I snorted again. "Rescuing him? He couldn't hunt his way out of a sack."

"Well, I like him," she said, her tone final. "And I think he's dear. I know how you are about boys like that."

She turned away and disappeared up the stairs. I stayed rooted to the spot in the dark hallway. She'd certainly hit my Achilles heel again. The fact was, I was attracted to boys. I always had been. The law said I wasn't allowed to be, and this line of work left no time for anything but the next job to be planned and executed, or the previous job to be filed away and documented. And besides, I was not attracted to Langdon Wilkes. Not his messy chestnut hair, or his bright curious brown eyes, or his inquisitive shy manner. The fact that he was even good-looking was the last thing I wanted to think about.

Neither I had ever acted on my feelings before. I'd never met anyone who could have returned them anyhow.

21 March.

Which was why I was even more confused a couple days later, pacing across the street from the Institute's front gates. I wasn't sure why I was here, or even that I wanted to be. But I had to tell Wilkes what I'd found out about his friend Gifford.

A bell tolled, and within seconds the courtyard inside the gate was milling with students. They all wore ridiculous-looking uniforms, black and gold things in an imitation of morning suits. I knew, because I'd seen it on Wilkes, that they weren't flattering.

Then the gates opened and the students began to trickle out. Most walked in the direction of a large grey building on the next corner — likely the dormitories for those from out of town. Fewer went the other way, towards whatever posh house they lived in with their equally posh parents. I spotted Wilkes emerging as the crowd thinned. He was walking slow, his head down, a sheaf of hair falling over his forehead.

"Wilkes!"

He stopped in his tracks, head snapping up and scanning the street. At first, his eyes jumped right over me. Then, in a somewhat comical double take, they found me, standing in the shade of a nearby tree. He glanced both ways, and as he did I saw the two deep scratches from the vampire's claws on one cheek. Seconds later he was trotting across the street to me, pushing his hair out of his eyes. As he stopped to catch his breath, it fell right back into place.

"Wells?" He seemed barely able to believe his eyes, that I was here in front of him. "What are you...? I thought..."
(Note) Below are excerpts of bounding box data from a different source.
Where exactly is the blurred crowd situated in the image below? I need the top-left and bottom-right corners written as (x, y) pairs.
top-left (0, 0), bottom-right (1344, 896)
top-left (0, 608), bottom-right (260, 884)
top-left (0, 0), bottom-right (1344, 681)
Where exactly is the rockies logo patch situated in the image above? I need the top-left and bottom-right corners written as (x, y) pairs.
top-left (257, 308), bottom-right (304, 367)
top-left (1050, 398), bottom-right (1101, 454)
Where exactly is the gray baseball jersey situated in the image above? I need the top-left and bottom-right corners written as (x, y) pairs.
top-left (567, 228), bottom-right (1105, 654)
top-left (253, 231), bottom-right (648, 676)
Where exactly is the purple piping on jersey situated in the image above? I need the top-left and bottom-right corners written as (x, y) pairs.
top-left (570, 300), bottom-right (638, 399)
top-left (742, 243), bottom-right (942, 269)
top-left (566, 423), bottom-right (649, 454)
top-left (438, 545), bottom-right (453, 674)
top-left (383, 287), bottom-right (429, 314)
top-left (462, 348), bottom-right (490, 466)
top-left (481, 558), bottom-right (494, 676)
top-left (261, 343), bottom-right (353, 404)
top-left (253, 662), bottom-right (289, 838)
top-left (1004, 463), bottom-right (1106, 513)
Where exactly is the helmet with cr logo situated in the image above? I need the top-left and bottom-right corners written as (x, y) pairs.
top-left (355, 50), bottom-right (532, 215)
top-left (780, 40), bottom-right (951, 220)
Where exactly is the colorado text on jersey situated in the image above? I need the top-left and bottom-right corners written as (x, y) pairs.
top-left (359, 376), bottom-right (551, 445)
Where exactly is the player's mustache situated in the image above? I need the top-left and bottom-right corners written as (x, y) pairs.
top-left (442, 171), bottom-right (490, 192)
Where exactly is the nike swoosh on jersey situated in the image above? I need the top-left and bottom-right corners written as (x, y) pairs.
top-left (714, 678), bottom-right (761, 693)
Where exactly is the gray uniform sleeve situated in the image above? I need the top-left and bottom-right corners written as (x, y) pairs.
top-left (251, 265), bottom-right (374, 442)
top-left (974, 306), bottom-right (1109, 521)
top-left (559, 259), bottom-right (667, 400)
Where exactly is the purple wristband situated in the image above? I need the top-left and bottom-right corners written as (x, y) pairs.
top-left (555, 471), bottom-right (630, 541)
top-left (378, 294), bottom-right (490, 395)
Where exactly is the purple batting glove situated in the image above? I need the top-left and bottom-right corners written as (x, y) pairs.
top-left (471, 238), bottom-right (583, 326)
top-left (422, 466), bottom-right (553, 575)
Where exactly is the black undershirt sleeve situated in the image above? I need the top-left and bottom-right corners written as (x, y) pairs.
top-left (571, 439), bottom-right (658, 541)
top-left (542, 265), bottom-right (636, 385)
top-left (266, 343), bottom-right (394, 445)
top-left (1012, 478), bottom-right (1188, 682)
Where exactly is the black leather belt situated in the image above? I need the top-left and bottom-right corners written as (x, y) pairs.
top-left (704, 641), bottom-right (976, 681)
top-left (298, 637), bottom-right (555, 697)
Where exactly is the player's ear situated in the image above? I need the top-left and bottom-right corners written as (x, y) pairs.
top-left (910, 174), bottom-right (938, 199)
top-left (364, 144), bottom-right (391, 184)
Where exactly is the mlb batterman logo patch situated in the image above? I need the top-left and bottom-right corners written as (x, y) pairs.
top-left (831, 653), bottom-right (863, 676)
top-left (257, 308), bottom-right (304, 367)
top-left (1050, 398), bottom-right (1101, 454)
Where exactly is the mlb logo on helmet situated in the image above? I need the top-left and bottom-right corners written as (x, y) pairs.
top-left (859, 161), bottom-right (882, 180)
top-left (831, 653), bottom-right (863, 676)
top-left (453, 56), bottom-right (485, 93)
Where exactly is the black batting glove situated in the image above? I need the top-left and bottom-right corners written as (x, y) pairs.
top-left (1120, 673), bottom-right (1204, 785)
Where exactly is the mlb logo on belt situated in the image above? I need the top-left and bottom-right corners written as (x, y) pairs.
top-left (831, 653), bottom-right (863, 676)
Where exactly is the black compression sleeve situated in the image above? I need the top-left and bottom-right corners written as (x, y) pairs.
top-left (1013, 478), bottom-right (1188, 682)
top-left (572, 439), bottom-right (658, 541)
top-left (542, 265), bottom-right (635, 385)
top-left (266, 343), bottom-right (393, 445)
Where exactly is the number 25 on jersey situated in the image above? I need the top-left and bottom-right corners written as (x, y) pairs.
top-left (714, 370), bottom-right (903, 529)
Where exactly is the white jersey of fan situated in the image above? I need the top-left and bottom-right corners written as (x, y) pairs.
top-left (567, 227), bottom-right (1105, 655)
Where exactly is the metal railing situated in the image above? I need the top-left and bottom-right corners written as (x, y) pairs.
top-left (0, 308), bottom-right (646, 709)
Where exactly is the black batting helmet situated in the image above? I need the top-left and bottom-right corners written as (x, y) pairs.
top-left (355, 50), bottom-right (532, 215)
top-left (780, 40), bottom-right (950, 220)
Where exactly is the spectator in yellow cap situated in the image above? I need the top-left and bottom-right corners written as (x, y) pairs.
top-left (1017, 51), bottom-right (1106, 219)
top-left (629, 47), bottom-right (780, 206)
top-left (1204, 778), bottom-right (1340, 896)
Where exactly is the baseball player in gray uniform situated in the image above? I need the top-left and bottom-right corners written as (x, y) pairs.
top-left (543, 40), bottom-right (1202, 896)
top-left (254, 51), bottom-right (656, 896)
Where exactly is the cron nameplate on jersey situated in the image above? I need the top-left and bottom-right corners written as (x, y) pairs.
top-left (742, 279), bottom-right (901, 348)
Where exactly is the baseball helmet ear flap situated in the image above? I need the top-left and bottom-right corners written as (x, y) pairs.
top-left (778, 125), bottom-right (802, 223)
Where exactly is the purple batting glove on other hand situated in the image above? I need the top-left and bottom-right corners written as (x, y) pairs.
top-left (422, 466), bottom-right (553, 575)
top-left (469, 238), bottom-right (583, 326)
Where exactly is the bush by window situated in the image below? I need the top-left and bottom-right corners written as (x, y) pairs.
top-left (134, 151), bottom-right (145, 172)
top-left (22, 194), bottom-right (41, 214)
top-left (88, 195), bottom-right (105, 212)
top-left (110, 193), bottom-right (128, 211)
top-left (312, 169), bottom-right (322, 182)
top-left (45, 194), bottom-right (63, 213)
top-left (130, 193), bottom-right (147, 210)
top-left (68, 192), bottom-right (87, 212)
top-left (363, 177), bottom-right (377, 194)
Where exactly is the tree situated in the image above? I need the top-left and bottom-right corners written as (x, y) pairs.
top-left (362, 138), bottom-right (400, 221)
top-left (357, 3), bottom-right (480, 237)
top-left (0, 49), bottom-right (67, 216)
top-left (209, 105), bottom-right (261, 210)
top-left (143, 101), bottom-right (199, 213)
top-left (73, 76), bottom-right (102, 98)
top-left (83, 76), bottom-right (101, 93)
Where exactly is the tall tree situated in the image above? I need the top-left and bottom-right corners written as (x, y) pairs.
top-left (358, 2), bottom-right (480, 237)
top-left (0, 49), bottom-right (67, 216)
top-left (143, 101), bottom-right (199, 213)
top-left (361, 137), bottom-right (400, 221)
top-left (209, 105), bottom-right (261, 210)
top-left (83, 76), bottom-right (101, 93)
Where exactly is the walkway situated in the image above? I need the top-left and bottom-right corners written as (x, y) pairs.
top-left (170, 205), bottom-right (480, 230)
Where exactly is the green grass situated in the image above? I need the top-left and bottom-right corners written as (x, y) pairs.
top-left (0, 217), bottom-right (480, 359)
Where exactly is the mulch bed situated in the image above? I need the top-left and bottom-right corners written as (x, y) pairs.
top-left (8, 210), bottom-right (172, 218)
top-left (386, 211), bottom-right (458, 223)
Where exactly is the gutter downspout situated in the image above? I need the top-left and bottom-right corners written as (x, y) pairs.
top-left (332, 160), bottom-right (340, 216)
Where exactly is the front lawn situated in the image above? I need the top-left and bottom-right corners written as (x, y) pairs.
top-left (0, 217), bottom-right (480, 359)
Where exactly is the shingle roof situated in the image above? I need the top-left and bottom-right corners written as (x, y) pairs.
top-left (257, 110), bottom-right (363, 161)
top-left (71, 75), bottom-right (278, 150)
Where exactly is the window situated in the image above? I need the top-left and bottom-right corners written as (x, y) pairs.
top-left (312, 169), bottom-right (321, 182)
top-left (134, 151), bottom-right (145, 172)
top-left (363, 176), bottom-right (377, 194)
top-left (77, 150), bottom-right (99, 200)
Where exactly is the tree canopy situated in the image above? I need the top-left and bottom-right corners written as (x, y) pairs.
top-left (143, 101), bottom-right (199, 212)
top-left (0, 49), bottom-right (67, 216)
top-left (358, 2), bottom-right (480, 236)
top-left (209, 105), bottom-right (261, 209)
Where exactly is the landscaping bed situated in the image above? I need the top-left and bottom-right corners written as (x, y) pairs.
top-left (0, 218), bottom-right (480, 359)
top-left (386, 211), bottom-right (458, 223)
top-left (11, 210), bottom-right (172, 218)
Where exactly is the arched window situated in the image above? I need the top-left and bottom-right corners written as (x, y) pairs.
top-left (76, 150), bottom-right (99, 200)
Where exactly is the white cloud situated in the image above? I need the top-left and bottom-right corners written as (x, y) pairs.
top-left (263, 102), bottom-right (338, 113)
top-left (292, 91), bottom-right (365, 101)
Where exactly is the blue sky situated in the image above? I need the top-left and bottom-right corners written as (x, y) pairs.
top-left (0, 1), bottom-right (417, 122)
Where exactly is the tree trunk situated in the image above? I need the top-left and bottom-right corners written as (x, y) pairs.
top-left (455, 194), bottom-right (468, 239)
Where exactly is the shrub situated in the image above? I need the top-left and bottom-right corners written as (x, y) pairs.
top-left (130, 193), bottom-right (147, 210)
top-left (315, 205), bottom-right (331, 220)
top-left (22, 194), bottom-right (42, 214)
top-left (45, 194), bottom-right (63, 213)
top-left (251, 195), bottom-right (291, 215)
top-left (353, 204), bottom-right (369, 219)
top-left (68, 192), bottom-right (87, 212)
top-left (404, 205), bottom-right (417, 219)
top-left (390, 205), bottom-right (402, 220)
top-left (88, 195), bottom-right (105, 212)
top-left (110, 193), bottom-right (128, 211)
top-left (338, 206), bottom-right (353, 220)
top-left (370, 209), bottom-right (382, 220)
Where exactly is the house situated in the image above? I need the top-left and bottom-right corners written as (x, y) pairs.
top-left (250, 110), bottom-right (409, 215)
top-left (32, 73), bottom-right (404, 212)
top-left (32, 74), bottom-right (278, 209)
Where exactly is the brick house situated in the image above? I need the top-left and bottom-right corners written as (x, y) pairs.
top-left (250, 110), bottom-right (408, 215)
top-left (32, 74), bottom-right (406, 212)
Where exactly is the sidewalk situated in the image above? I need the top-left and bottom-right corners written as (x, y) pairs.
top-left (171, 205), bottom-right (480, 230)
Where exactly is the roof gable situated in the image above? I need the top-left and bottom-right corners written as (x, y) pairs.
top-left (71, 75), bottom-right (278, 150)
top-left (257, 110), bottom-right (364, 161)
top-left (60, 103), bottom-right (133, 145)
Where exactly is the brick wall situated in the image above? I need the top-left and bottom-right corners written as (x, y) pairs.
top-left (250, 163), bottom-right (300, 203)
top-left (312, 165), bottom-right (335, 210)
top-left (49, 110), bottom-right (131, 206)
"Come on." I caught his sleeve and pulled him across the park grass, not stopping until we reached Rotten Row. Then I turned and let go, waiting for him to catch up to me.

"Wells, I don't—" he began, but I interrupted.

"There is a reason why the vampires took your friend," I said, and I heard Wilkes's step falter.

"His parents don't even know," he said. "We've been trying to think of how to tell them..."

"Their numbers are dwindling," I went on when he trailed off. "It's been happening for a couple years now, but since they all live in poverty, no one pays attention."

"Is there any explanation for...why?" Wilkes tugged at his black-and-gold necktie.

"Besides their wanting to swell the ranks? No. I've found nothing. So far it's only vampires that are shrinking, but I'm sure if we look at the other creatures, they are too."

"And we can't get him back? There's no chance?"

"No. And I doubt they'd want to give him up either. A healthy, strong boy like him could turn numerous other humans into vampires in no time. They would value that in him, and making him into one of their own would certainly give them the advantage they want."

Wilkes ran his hand through his hair and looked away, and it took all my effort to suppress the urge to fix it. The way he wore it, so casually tousled, pricked at my conscience in a not entirely unpleasant way.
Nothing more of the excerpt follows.